"Ce fut une année extrêmement riche, une année extraordinaire, s’est félicité Henri Poupart-Lafarge, Président-directeur-général d’Alstom mardi 11 mai. Malgré la crise sanitaire qui a impacté le premier semestre, le groupe ferroviaire français a maintenu son activité à un bon niveau et a surtout réalisé l’acquisition de Bombardier Transport dans un temps record.
Il a réalisé un chiffre d’affaires en hausse en incorporant deux mois d’activités de Bombardier à 8,765 milliards d’euros contre 8,2 milliards d’euros pour l’exercice clôturé le 31 mars 2020. Par contre, il est en baisse à 7,660 milliards si on ne prend en compte que le périmètre de l’ex-Alstom.
Si aucune commande n’a été annulée, "certains projets ont été décalés", mais le constructeur français a enregistré d’importantes commandes en Europe (Allemagne, Toulouse,…), mais aussi aux Etats-Unis, notamment à Chicago et en Asie comme à Taïwan.
Plus de 9 milliards d’euros de nouvelles commandes
Et le carnet de commandes n’a jamais été aussi élevé à 42,5 milliards d’euros pour le périmètre Alstom, il a enregistré 8,4 milliards d’euros de commandes sur l’exercice clôturé le 31 mars 2021 contre 9,9 milliards en 2019/20. En ajoutant la contribution de Bombardier, on atteint 9,1 milliards d’euros. Mais surtout le carnet de commandes du nouvel Alstom est de 74,5 milliards d’euros. Par contre, le bénéfice net a chuté de 467 à 307 millions d’euros sur le périmètre Alstom et à 247 millions sur le nouvel ensemble. La marge opérationnelle a reculé de 7,7% à 7,3%, mais elle progresse pour l’ex-Alstom à 8%.

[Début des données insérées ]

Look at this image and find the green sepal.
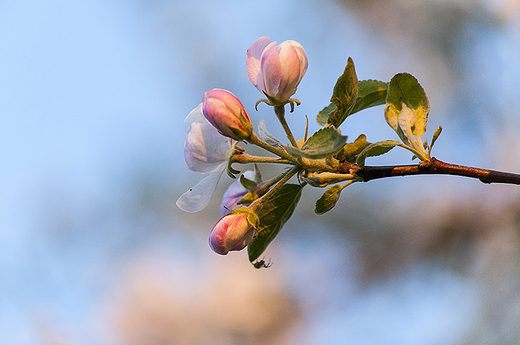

Le prochain exercice permettra de mieux appréhender le succès du nouvel Alstom. En attendant, Henri Poupart-Lafarge se félicite "de l’acquisition de Bombardier qui permet d’être présent dans 70 pays et 300 villes. Il n’existe pas de marché où nous ne sommes pas présents de manière importante. Nous avons 150 000 véhicules en service commercial dans le monde. Nous détenons 9 500 brevets." Alstom emploie aujourd’hui plus de 70 000 salariés dont 17 500 ingénieurs.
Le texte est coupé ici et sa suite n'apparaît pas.